Most efficient data transfer between RT and FPGA

Intaris · ‎02-05-2014

This post is related to THIS post about DMA overhead.

I am currently investigating themost efficient way to transfer a set of variables to a FPGA target for out application. We have been using DMA FIFOs for communications in both directions (to and from FPGA) but I'm recently questioning whether this is the most efficient approach.

Our application must communicate several parameters (around 120 different variables in total) to the FPGA. Approximately 16 of these are critical meaning that they must be sent every iteration of our RT control loop. The others are also important but can be sent at a slightly slower rate without jeopardising the integrity of our system. Until now we have sent these 16 critical parameters plus ONE non-critical parameter over a DMA to the FPGA card. Each 32-bit value sent incorporates an ID which allows the FPGA to demultiplex to the appropriate global variables on the FPGA. Thus over time (we run a 20kHz control loop on the RT system - we have a complete set of paramaters sent @ approx. 200Hz). The DMA transfers are currently a relatively large factor in limiting the execution speed of our RT loop. Of the 50us available per time-slot running at 20kHz approximately 12-20us of these are the DMA transfers to and from the FPGA target. Our FPGA loop is running at 8MHz.
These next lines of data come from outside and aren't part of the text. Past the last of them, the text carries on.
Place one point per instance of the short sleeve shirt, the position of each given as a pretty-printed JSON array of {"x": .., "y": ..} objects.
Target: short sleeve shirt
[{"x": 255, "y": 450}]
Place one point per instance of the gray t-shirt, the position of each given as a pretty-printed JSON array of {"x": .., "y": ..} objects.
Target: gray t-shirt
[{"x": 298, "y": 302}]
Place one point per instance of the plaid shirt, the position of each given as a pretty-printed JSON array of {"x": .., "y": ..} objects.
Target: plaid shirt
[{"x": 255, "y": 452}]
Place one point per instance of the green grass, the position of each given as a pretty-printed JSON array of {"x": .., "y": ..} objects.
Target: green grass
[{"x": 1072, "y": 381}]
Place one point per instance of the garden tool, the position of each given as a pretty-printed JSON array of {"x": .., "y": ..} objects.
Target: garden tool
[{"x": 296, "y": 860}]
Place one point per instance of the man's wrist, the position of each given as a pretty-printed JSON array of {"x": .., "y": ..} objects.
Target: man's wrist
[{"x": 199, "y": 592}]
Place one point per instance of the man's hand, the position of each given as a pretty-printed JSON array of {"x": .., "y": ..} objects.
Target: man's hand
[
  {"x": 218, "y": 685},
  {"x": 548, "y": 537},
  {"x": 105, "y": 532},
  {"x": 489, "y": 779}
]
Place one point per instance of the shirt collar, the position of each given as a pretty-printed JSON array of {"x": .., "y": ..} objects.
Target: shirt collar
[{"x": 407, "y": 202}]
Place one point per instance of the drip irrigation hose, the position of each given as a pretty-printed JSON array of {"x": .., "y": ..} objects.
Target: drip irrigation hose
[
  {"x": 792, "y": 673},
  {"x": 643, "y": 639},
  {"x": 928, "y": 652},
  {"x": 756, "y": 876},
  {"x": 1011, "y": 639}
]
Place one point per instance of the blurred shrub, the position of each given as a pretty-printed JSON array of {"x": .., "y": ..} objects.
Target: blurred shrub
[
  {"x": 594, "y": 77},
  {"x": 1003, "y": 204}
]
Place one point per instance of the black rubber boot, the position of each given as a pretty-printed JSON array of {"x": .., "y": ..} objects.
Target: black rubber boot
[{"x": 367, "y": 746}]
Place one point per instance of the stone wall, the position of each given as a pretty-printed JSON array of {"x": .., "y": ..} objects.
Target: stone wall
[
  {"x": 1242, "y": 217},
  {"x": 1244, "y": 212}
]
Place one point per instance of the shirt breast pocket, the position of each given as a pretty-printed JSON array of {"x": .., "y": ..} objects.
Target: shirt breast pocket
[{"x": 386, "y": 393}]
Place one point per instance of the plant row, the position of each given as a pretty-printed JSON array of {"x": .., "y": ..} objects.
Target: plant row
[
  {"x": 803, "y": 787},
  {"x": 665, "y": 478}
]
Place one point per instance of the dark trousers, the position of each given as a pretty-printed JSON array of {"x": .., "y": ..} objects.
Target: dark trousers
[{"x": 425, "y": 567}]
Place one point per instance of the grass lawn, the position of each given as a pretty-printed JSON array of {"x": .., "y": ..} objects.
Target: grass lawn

According to NI the most efficient way to transfer data to a FPGA target is via DMA. While this may in general be true, I have found that for SMALL amounts of data, DMA is not terribly efficient in terms of speed. Below is a screenshot of a benchmark program I have been using to test the efficiency of different types of transfer to the FPGA. In the test I create a 32MB data set (Except for the FXP values which are only present for comparison - they have no pertinence to this issue at the moment) which is sent to the FPGA over DMA in differing sized blocks (with the number of DMA writes times the array size being constant). We thus move from a single really large DMA transfer to a multitude of extremely small transfers and monitor the time taken for each mode and data type. The FPGA sends a response to the DMA transfers so that we can be sure that when reading the response DMA that ALL of the data has actually arrived on the FPGA target and is not simply buffered by the system.
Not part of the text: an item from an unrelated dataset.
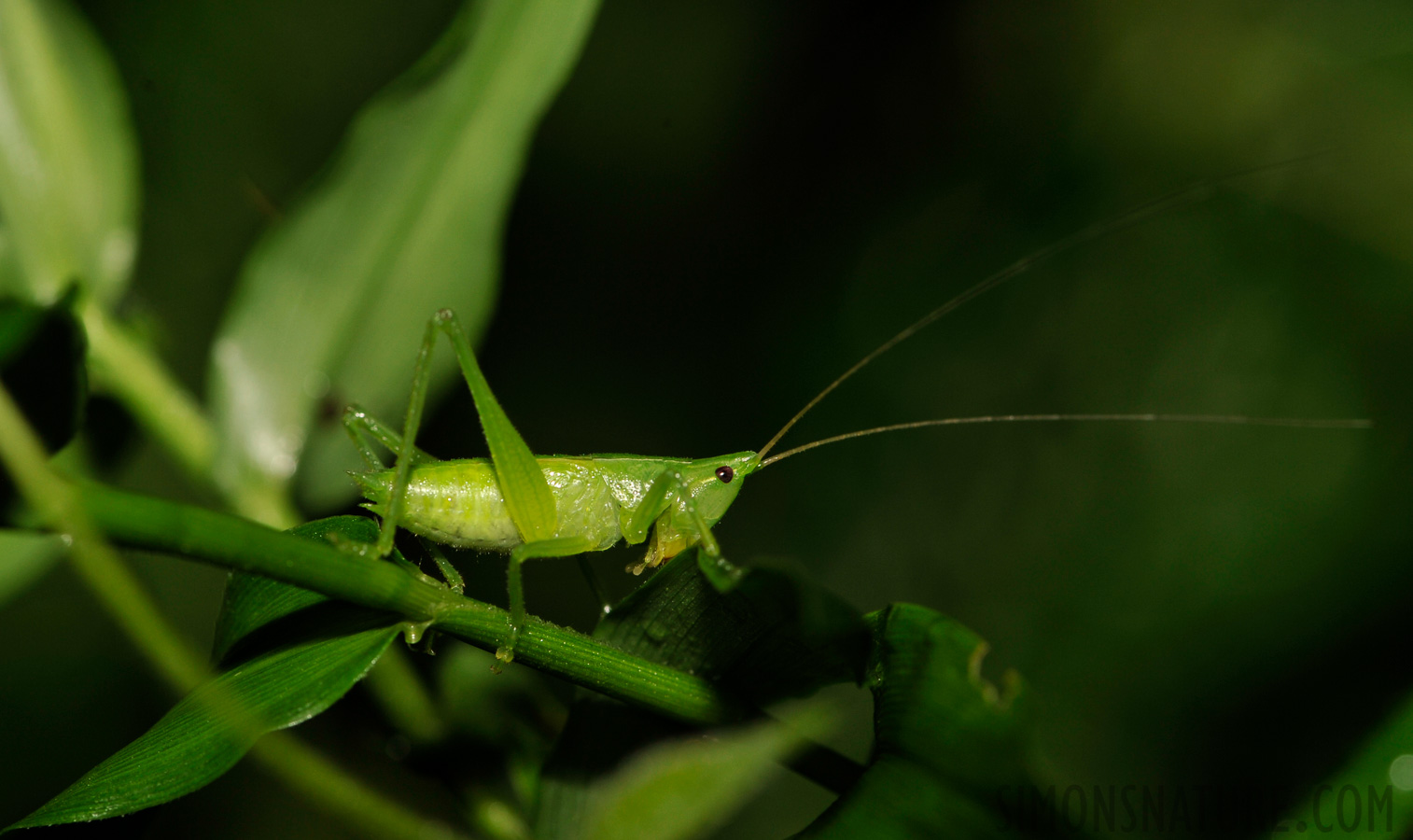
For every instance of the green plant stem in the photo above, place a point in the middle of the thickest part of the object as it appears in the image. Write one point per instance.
(236, 543)
(128, 370)
(60, 502)
(57, 502)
We see that the minimum round-time for the DMA Write and subsequent DMA read for confirmation is approximately 30us. When sending less than 800 Bytes, this time is essentially constant per packet. Only when we start sending more than 800 Bytes at a time do we see an increase in the time taken per packet. A packet of 1 Byte and a packet of 800 Bytes take approxiamtely the SAME time to transfer. Our application is sending 64 Bytes of critical information to the FPGA target each time meaning that we are clearly in the "less efficient" region of DMA transfers.

If we compare the times taken when communication over FP controls we see that irrespective of how many controls we write at a time, the overall throughput is constant with a timing of 2.7us for 80 Bytes. For a small dedicated set of parameters, the usage of front panel controls seems to be significantly faster than sending per DMA. Once we need to send more than 800 Bytes, the DMA starts to become rapidly more efficient.

Intaris · ‎02-05-2014

So to continue:

For small data sets the usage of FP controls may be faster than DMAs. OK. But we're always told that each and every FP control takes up resources, so how much more expensive is the varsion with FP controls over the DMA.

According to the resource usage guide for the card I'm using (HERE) the following is true:

DMA (1023 Elements, I32, no Arbitration) : 604 Flip-Flops 733 LUT 1 Block RAM

1x I32 FP Control: 52 Flip-Flops 32 LUTs 0 Block RAM

So the comparison would seem to yield the following result (for 16 elements).

DMA : 604 FLip-Flops 733 LUT 1 Block RAM

FP : 832 FLip-Flops 512 LUT 0 Block RAM

We require more FLip-Flops, less LUTs and no Block RAM. It's a swings and roundabouts scenario. Depending on which resources are actually limited on the target, one version or the other may be preferred.

However, upon thinking further I realised something else. When we use the DMA, it is purely a communications channel. Upon arrival, we unpack the values and store them into global variables in order to make the values available within the FPGA program. We also multiplex other values in the DMA so we can't simply arrange the code to be fed directly from the DMA which would negate the need for the globals at all. The FP controls, however, ARE already persistent data storage values and assuming we pass the values along a wire into subVIs, we don't need additional globals in this scenario. So the burning question is "How expensive are globals?". The PDF linked to above does not explicitly mention the difference in cost between FP controls and globals so I'll have to assume they're similar. This of course massively changes the conclusion arrived to earlier.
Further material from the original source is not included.